That’s a theme we have been hearing for decades. Japan is a huge embarrassment for the deficit hawks. It has a debt to GDP ratio of close to 250 percent, more than twice as high as in the United States, yet it has none of the problems that the deficit hawks tell us will come from high debt.
It currently pays 0.05 percent interest on its long-term bonds. Much of its debt carries a negative interest rate so that its debt burden is currently near zero. This means that in spite of its high debt, the country neither has interest rates nor faces a crushing debt burden.
It also does not have an inflation problem. Inflation over the last year has been 0.5 percent. The country has actually been struggling to raise its inflation rate.

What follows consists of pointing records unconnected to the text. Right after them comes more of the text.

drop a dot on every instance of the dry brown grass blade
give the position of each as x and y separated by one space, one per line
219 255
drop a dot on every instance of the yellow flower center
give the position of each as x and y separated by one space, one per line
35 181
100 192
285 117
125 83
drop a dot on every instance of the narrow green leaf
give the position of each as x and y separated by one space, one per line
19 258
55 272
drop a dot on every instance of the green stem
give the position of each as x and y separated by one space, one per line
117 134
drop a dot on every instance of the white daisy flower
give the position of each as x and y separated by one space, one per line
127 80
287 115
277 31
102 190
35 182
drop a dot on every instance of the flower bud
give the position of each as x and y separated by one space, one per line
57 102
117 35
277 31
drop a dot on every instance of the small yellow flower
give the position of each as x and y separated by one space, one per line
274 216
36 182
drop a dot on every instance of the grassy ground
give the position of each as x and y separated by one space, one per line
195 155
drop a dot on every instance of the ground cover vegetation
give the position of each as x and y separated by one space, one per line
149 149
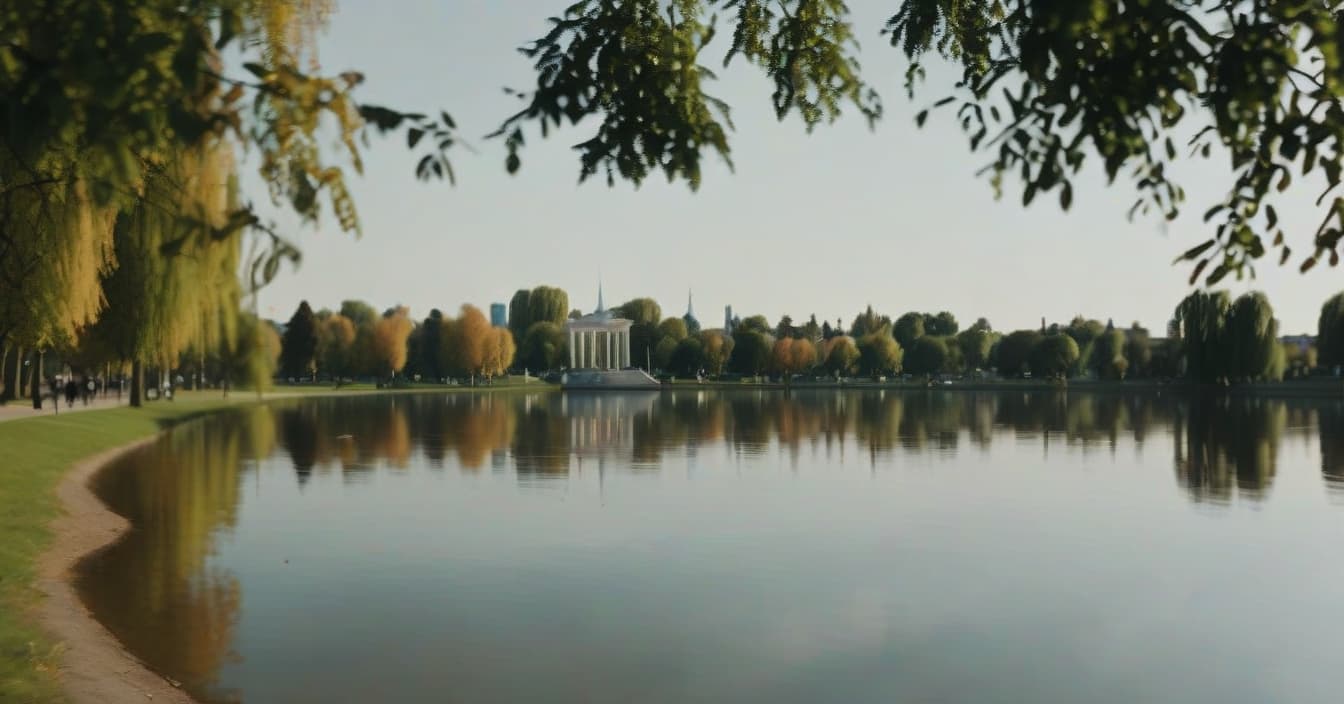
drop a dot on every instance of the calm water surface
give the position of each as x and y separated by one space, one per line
848 547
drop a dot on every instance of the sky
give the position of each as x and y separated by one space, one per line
821 223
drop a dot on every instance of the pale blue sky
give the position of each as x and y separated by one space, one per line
821 223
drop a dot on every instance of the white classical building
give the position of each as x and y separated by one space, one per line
600 340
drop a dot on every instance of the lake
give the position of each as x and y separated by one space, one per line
737 546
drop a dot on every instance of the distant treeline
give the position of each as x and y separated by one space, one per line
1212 339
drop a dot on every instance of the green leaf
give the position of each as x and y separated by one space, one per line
1196 250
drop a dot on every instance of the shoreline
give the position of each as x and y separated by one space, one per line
1273 390
106 671
94 667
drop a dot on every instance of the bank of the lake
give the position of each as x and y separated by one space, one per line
1321 387
51 649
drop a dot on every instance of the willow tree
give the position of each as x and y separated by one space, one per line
1251 339
168 289
1331 332
1202 317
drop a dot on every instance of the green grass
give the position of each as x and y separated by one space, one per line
34 454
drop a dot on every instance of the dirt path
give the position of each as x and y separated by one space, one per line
94 667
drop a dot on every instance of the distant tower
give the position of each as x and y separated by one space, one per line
692 325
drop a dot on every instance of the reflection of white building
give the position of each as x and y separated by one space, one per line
602 425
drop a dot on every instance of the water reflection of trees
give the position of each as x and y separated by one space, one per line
1226 446
1331 429
155 589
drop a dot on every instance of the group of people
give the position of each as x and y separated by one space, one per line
73 387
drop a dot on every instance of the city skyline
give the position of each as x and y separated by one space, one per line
825 223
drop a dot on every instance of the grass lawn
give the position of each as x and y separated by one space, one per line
34 454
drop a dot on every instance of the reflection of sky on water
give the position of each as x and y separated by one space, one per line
745 547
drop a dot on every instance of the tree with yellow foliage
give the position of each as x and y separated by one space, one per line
390 335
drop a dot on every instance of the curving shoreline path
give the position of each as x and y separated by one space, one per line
94 667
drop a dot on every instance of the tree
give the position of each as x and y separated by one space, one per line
468 341
335 343
1139 351
879 355
1251 337
688 358
253 356
390 335
1202 320
546 304
674 329
1054 356
750 351
1085 331
170 292
811 331
520 313
362 360
928 356
1329 341
645 316
909 328
790 356
432 345
718 349
140 179
944 324
1014 352
497 352
543 347
299 344
975 344
692 325
663 352
1108 356
842 355
870 323
756 324
1121 82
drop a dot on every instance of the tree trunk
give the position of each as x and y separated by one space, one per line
36 380
137 383
14 388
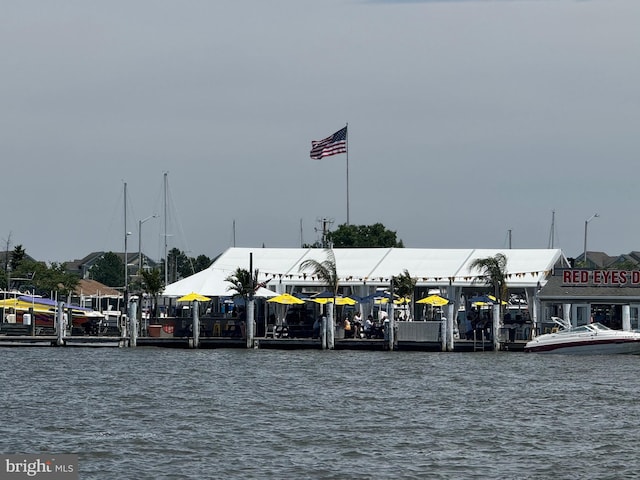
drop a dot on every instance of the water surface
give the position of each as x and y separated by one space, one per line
185 414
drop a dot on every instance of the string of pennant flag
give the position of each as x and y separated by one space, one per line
309 277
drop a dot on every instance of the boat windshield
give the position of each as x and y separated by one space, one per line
599 326
580 329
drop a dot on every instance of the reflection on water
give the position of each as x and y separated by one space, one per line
155 413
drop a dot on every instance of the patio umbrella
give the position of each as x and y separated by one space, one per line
286 299
338 300
482 299
193 297
435 300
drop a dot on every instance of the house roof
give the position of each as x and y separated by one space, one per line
371 266
91 288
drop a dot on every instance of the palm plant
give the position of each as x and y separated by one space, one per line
493 272
242 284
325 271
404 286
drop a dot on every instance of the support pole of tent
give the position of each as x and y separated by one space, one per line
195 306
133 323
451 317
60 324
496 327
626 318
566 314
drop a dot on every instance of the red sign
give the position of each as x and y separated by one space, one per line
601 277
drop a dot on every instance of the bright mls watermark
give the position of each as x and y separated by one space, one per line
51 467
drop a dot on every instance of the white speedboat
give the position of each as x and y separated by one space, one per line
591 339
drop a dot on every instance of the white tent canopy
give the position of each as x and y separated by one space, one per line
370 266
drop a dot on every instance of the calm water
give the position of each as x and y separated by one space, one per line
179 414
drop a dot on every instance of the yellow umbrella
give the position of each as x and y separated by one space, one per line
194 297
286 299
338 300
435 300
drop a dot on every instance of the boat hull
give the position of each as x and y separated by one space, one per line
587 347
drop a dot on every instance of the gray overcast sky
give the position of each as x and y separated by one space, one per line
467 119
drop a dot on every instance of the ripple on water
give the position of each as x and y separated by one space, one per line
154 413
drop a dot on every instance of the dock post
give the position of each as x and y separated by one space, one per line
133 324
496 327
251 313
451 318
323 332
331 326
195 306
60 324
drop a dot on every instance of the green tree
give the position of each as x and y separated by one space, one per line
363 236
109 270
17 256
152 285
42 279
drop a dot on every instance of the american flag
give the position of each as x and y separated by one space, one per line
332 145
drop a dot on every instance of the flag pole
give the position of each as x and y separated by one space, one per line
347 139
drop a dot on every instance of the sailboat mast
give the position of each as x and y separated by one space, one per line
552 233
166 258
126 259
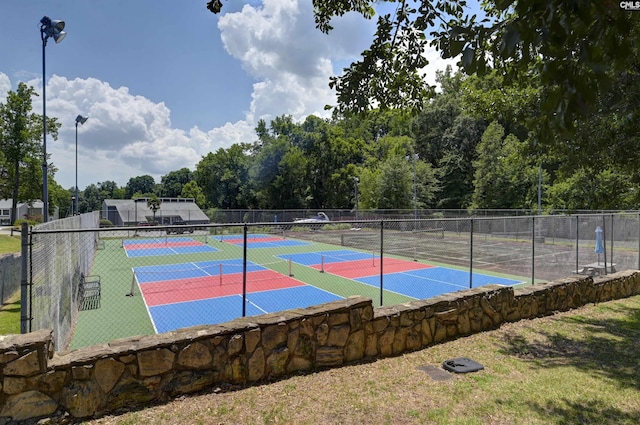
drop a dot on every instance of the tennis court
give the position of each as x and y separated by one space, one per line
164 246
410 278
209 292
147 288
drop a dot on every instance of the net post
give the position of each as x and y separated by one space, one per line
133 286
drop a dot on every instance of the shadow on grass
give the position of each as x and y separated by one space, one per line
606 346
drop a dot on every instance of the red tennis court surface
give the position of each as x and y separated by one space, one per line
363 268
199 288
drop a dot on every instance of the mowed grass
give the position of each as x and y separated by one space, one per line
10 311
577 367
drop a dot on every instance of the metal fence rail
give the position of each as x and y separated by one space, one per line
122 263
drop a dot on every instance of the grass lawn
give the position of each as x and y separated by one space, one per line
578 367
10 311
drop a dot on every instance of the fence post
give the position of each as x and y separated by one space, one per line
25 319
577 242
533 250
610 256
604 242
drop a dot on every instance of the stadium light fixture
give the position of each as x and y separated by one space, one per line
79 120
48 28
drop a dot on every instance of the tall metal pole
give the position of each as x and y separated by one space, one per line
45 177
355 182
540 189
75 210
415 191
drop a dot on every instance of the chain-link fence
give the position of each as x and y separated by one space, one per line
94 285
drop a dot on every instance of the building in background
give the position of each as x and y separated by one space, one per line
131 212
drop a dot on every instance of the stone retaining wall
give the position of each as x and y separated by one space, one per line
38 382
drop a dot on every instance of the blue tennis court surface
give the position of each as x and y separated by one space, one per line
258 240
164 246
150 252
314 258
413 279
179 271
170 317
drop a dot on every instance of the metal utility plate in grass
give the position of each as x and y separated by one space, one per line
436 373
462 365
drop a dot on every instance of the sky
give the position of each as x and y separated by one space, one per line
166 82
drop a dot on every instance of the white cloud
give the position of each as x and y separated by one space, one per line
128 135
278 44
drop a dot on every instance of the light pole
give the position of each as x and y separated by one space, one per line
48 28
415 190
355 183
79 119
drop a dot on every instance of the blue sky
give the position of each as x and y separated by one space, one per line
165 82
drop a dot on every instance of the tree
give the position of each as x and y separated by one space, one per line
224 179
144 185
503 177
20 132
173 182
395 183
192 190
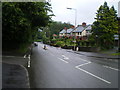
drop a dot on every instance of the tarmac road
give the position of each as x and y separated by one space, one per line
61 68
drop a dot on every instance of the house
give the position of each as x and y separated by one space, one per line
54 36
66 32
88 30
82 32
63 32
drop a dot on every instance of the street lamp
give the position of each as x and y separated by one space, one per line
75 21
119 26
75 13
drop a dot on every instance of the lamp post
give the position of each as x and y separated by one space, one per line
75 21
118 26
75 13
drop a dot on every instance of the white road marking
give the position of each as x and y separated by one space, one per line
111 68
62 60
65 57
93 75
84 60
52 54
13 56
83 64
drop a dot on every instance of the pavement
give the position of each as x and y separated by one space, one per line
14 71
15 74
63 68
98 55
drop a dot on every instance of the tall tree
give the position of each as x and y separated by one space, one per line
105 26
20 21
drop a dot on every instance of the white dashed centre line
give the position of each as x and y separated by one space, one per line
62 60
65 57
78 67
110 68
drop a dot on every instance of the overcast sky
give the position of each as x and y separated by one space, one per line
86 10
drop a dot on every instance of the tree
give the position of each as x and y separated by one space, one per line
105 26
20 21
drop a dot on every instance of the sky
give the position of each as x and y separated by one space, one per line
86 10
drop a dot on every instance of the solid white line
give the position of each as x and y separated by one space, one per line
62 60
65 57
83 64
24 56
111 68
93 75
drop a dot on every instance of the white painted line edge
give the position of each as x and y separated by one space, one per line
62 60
83 64
111 68
93 75
65 57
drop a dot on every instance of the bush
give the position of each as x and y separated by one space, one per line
60 43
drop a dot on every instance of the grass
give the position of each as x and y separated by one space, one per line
115 54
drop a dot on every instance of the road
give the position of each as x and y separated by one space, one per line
61 68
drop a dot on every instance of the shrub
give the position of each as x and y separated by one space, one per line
60 43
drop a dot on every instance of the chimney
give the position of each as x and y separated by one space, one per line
83 24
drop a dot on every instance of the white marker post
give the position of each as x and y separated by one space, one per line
119 25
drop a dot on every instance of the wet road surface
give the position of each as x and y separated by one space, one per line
61 68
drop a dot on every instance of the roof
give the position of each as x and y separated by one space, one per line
70 30
79 29
89 27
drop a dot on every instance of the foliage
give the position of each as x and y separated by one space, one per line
105 26
56 27
20 21
60 43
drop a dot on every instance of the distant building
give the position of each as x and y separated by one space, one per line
82 32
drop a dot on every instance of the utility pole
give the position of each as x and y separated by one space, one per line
75 22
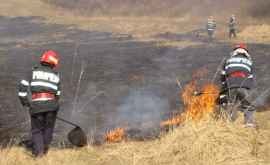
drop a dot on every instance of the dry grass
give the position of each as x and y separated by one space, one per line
206 143
256 33
142 28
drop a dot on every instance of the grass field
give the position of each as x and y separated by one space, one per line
206 143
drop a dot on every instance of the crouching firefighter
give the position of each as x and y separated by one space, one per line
41 94
237 82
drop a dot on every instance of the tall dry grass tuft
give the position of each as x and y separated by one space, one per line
208 142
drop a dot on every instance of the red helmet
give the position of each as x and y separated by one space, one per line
50 57
241 45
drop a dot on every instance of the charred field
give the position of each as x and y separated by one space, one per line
109 81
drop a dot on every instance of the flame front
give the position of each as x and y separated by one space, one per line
115 135
197 107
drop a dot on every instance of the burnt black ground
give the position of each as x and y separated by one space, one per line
123 83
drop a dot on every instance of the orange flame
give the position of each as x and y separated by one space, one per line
199 106
196 107
176 120
115 135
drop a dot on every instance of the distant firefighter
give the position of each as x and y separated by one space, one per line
232 26
211 27
237 80
41 93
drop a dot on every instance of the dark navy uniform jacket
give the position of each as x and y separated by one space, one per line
237 72
42 91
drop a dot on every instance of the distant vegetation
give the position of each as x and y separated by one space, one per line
256 8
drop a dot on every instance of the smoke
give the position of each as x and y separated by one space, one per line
142 109
259 8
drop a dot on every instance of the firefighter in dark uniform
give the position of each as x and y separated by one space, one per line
232 27
41 94
211 27
237 80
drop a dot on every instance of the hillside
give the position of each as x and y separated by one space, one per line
208 142
123 65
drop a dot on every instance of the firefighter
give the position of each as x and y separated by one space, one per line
211 27
237 80
41 94
232 27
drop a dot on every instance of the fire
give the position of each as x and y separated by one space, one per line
115 135
197 107
176 120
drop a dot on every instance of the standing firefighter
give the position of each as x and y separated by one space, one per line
237 82
41 94
232 27
211 27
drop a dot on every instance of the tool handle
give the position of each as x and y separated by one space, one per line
68 122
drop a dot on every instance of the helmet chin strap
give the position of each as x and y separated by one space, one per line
47 64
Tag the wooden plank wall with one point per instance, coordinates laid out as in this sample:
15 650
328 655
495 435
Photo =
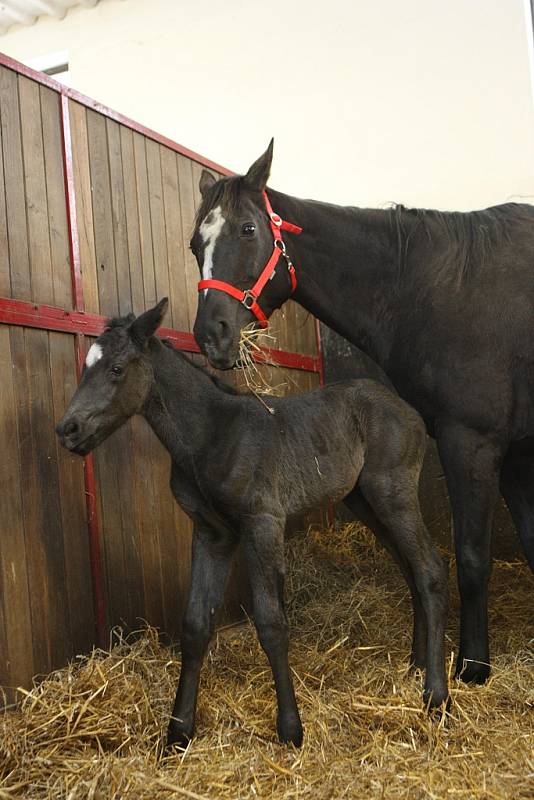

Nonetheless, the NYT quotes an expert telling us that Japan cannot stay on its current course:
“‘When it comes to work style change and faster introduction of digitalization, the shock that came from corona probably made a bigger impact’ than Mr. Abe’s policies, said Takuji Okubo, the North Asia director of the Economist Corporate Network.
“With the economy in crisis, Japan’s next leader ‘needs to move in a different direction,’ he said. ‘The next prime minister will not be able to use monetary policy that much. The room for further expansion, for further easing, is very limited.'”
While Japan’s economy clearly has problems, like all economies, it is not clear what limits it presently faces. Its growth in per capita GDP and labor productivity is not very different than in the United States.
When people want to hold up Japan as a country that is suffering because of high debt, it is mostly just hand waving. There is little evidence to support this view.